Il y a quelques semaines, j'ai eu un échange très intéressant avec un client hongrois. C'était un responsable des achats d'un fabricant chimique hongrois.
Elle m'a contacté pour se renseigner sur un service téléphonique d'urgence disponible 24/7. Plus précisément, elle avait besoin d'un numéro d'urgence qu'elle pourrait légalement inscrire dans la section 1.4 de ses Fiches de Données de Sécurité (FDS) pour les marchés de l'UE vers lesquels elle exporte. L'Allemagne était une préoccupation particulière.
C'est une demande légitime. De nombreuses entreprises dans sa situation paient pour ce type de service privé. Certains prestataires facturent cher pour cela.
Cependant, voici la réalité : dans la plupart des cas, vous n'en avez pas besoin.
Ce que dit réellement la réglementation
L'annexe II de REACH, section 1.4, exige d'inclure un numéro de téléphone d'un organisme consultatif officiel — un numéro d'urgence standard ou un Centre Antipoison - un organisme désigné en vertu de l'article 45 du règlement CLP.
C'est tout. Un numéro officiel. Pas une ligne privée.
Dans de nombreux pays de l'UE, il s'agit simplement d'un numéro d'urgence standard (112) ou du numéro national du centre antipoison, qui est librement accessible et directement lié à votre soumission PCN (Notification au Centre Antipoison). Aucun abonnement nécessaire.
D'où vient la confusion alors ?
En partie de la manière dont différents pays appliquent la même règle et en partie du marketing astucieux de certains prestataires de services.
Voici un petit tour d'horizon de quelques marchés clés :
- Allemagne — Oui, celui-ci est différent. Les centres antipoison allemands (GIZ) fonctionnent sur une base contractuelle. Vous avez besoin d'un accord préalable, et il y a des frais. Mais vous arrangez cela directement avec un centre médical régional — pas par l'intermédiaire d'un prestataire privé.
- Italie — En général, les dix centres antipoison sont listés dans la FDS.

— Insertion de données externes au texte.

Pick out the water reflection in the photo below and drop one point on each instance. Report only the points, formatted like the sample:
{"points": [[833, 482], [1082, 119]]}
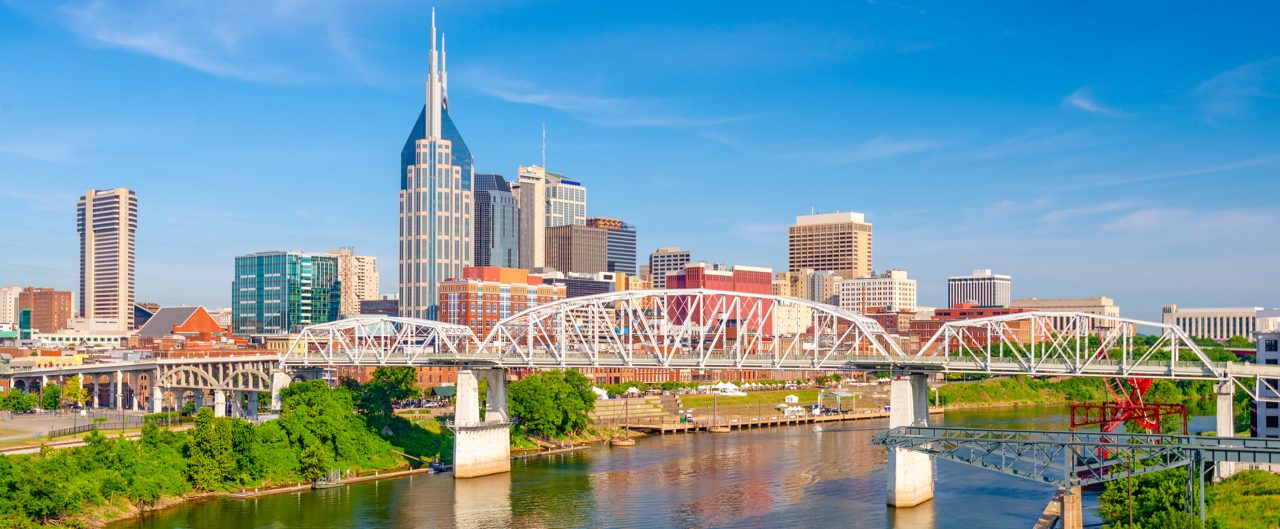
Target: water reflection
{"points": [[769, 478]]}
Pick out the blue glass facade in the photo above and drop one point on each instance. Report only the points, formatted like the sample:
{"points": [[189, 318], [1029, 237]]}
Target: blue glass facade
{"points": [[282, 292], [497, 220]]}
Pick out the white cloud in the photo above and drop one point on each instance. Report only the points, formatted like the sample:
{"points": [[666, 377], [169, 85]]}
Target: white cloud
{"points": [[1084, 100], [1234, 91], [874, 149]]}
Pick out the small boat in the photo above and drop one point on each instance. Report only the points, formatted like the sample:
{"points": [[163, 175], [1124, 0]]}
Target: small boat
{"points": [[333, 479]]}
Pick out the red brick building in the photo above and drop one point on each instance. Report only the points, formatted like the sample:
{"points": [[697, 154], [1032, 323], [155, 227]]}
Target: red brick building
{"points": [[752, 279], [50, 309], [485, 295]]}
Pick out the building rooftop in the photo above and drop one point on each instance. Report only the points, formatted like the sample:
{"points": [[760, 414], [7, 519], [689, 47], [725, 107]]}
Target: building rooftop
{"points": [[831, 218]]}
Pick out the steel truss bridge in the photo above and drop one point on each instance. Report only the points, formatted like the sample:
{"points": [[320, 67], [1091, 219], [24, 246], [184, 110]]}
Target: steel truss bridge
{"points": [[1080, 459], [720, 329]]}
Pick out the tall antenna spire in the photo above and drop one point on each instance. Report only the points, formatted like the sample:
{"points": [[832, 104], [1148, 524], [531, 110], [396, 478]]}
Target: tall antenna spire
{"points": [[444, 76]]}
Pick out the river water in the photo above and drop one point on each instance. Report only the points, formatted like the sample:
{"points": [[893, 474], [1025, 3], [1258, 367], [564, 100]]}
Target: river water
{"points": [[767, 478]]}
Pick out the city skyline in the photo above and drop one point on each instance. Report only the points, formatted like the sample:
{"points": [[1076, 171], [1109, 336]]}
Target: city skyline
{"points": [[1084, 181]]}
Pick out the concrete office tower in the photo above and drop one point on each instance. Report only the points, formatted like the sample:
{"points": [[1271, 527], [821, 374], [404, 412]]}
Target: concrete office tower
{"points": [[545, 200], [1221, 323], [622, 244], [50, 309], [106, 222], [666, 260], [577, 249], [357, 276], [9, 305], [279, 292], [891, 291], [497, 217], [824, 287], [981, 288], [435, 197], [840, 242]]}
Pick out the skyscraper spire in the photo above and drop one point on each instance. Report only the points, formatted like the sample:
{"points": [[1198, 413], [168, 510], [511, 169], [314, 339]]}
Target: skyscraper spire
{"points": [[444, 76], [434, 96]]}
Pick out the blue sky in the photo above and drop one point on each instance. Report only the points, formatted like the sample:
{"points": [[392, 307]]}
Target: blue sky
{"points": [[1130, 150]]}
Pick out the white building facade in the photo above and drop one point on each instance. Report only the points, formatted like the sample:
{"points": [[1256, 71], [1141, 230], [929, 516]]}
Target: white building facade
{"points": [[981, 288], [1220, 323], [891, 291], [106, 220]]}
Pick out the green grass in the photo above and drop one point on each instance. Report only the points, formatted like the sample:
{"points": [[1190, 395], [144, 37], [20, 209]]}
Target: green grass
{"points": [[755, 397], [1249, 500]]}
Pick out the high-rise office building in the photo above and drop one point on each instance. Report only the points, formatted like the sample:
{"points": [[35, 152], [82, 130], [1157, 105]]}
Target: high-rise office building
{"points": [[435, 199], [666, 260], [106, 220], [622, 244], [981, 288], [279, 292], [840, 242], [545, 200], [9, 304], [357, 274], [497, 219], [888, 292], [50, 309], [579, 249]]}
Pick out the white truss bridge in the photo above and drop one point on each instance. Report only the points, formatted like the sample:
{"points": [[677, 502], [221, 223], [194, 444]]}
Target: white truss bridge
{"points": [[718, 329]]}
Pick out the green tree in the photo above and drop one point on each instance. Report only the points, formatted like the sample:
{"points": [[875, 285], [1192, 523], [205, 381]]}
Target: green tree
{"points": [[51, 398], [74, 392]]}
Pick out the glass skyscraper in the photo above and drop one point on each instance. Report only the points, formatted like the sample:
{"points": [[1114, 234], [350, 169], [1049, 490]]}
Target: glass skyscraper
{"points": [[279, 292], [497, 219], [434, 200]]}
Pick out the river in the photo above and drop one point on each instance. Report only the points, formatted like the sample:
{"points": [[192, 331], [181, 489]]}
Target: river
{"points": [[767, 478]]}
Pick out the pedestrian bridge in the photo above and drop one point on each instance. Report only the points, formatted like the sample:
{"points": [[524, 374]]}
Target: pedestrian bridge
{"points": [[718, 329]]}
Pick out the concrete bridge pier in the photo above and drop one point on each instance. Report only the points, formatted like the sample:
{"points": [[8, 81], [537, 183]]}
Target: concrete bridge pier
{"points": [[481, 446], [219, 404], [279, 379], [910, 474], [1225, 393]]}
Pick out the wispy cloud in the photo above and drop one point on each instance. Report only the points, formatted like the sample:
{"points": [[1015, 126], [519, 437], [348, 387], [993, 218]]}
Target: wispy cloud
{"points": [[1060, 215], [1084, 100], [874, 149], [1110, 179], [896, 5], [1234, 91], [1037, 142], [1194, 220], [224, 39], [595, 109]]}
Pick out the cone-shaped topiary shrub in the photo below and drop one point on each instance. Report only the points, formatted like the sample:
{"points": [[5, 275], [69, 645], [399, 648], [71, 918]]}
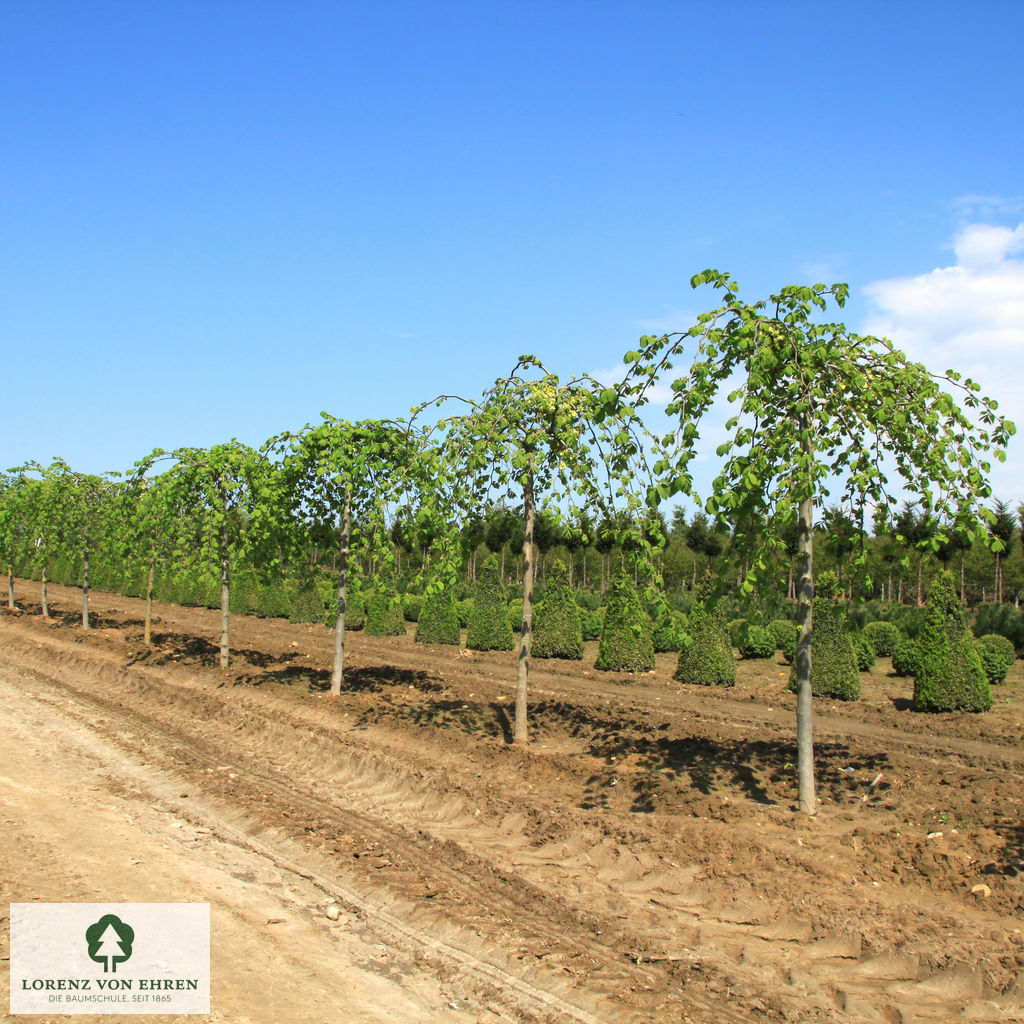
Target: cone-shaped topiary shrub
{"points": [[488, 627], [905, 656], [950, 675], [306, 603], [557, 630], [626, 642], [438, 620], [996, 654], [834, 657], [384, 617], [708, 659], [883, 636]]}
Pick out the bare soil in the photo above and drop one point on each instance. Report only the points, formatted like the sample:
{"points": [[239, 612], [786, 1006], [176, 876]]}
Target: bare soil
{"points": [[641, 861]]}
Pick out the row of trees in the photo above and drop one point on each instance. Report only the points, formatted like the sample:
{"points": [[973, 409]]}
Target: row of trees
{"points": [[817, 408]]}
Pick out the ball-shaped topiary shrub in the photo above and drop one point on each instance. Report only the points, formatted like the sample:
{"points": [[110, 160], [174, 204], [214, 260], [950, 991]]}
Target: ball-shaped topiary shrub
{"points": [[996, 654], [884, 637], [626, 642], [758, 642], [384, 617], [865, 651], [557, 629], [488, 627], [707, 659], [950, 675], [438, 620], [834, 658]]}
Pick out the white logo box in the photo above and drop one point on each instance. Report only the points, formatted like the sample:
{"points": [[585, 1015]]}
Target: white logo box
{"points": [[110, 957]]}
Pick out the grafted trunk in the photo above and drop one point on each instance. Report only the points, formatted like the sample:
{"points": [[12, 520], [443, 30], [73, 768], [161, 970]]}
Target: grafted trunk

- Slovénie — Curieusement, vous n'êtes pas autorisé à mentionner le numéro du centre antipoison. Vous indiquez simplement un numéro d'urgence standard 112.
- La plupart des autres pays de l'UE — Un numéro d'urgence standard 112 ou le numéro national du centre antipoison fonctionne bien, sans contrat requis.
Si vous souhaitez vérifier vos pays spécifiques, ECHA fournit un aperçu officiel des numéros d'urgence requis pour la section 1.4 des FDS. C'est une référence fiable avant de décider d'un service payant.
Donc oui, l'Allemagne nécessite un peu plus de démarches. Mais c'est très différent de devoir avoir un centre d'appels commercial 24/7 pour l'ensemble de votre portefeuille UE.
De quoi avait réellement besoin ce client hongrois ?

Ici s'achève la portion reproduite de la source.